Class CommonTermsQuery


  • public class CommonTermsQuery
    extends Query
    A query that executes high-frequency terms in a optional sub-query to prevent slow queries due to "common" terms like stopwords. This query builds 2 queries off the added terms: low-frequency terms are added to a required boolean clause and high-frequency terms are added to an optional boolean clause. The optional clause is only executed if the required "low-frequency" clause matches. In most cases, high-frequency terms are unlikely to significantly contribute to the document score unless at least one of the low-frequency terms are matched. This query can improve query execution times significantly if applicable.

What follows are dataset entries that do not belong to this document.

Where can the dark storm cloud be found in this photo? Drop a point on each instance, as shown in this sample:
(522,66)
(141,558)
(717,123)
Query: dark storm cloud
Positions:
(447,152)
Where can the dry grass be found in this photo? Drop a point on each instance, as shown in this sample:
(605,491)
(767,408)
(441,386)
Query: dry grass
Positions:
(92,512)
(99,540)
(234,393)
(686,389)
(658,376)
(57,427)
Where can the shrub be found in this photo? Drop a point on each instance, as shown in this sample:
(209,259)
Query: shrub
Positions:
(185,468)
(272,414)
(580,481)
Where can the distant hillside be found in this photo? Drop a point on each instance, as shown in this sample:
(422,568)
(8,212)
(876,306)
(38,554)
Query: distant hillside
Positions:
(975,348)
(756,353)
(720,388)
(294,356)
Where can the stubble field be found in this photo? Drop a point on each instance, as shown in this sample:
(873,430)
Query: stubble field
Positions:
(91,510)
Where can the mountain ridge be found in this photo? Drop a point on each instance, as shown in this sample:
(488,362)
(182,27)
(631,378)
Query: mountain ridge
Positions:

    CommonTermsQuery has several advantages over stopword filtering at index or query time since a term can be "classified" based on the actual document frequency in the index and can prevent slow queries even across domains without specialized stopword files.

    Note: if the query only contains high-frequency terms the query is rewritten into a plain conjunction query ie. all high-frequency terms need to match in order to match a document.

    • Field Detail

      • terms

        protected final List<Term> terms
      • maxTermFrequency

        protected final float maxTermFrequency
      • lowFreqBoost

        protected float lowFreqBoost
      • highFreqBoost

        protected float highFreqBoost
      • lowFreqMinNrShouldMatch

        protected float lowFreqMinNrShouldMatch
      • highFreqMinNrShouldMatch

        protected float highFreqMinNrShouldMatch
    • Method Detail

      • add

        public void add​(Term term)
        Adds a term to the CommonTermsQuery
        Parameters:
        term - the term to add
      • calcLowFreqMinimumNumberShouldMatch

        protected int calcLowFreqMinimumNumberShouldMatch​(int numOptional)
      • calcHighFreqMinimumNumberShouldMatch

        protected int calcHighFreqMinimumNumberShouldMatch​(int numOptional)
      • buildQuery

        protected Query buildQuery​(int maxDoc,
                                   TermStates[] contextArray,
                                   Term[] queryTerms)
      • setLowFreqMinimumNumberShouldMatch

        public void setLowFreqMinimumNumberShouldMatch​(float min)
        Specifies a minimum number of the low frequent optional BooleanClauses which must be satisfied in order to produce a match on the low frequency terms query part. This method accepts a float value in the range [0..1) as a fraction of the actual query terms in the low frequent clause or a number >=1 as an absolut number of clauses that need to match.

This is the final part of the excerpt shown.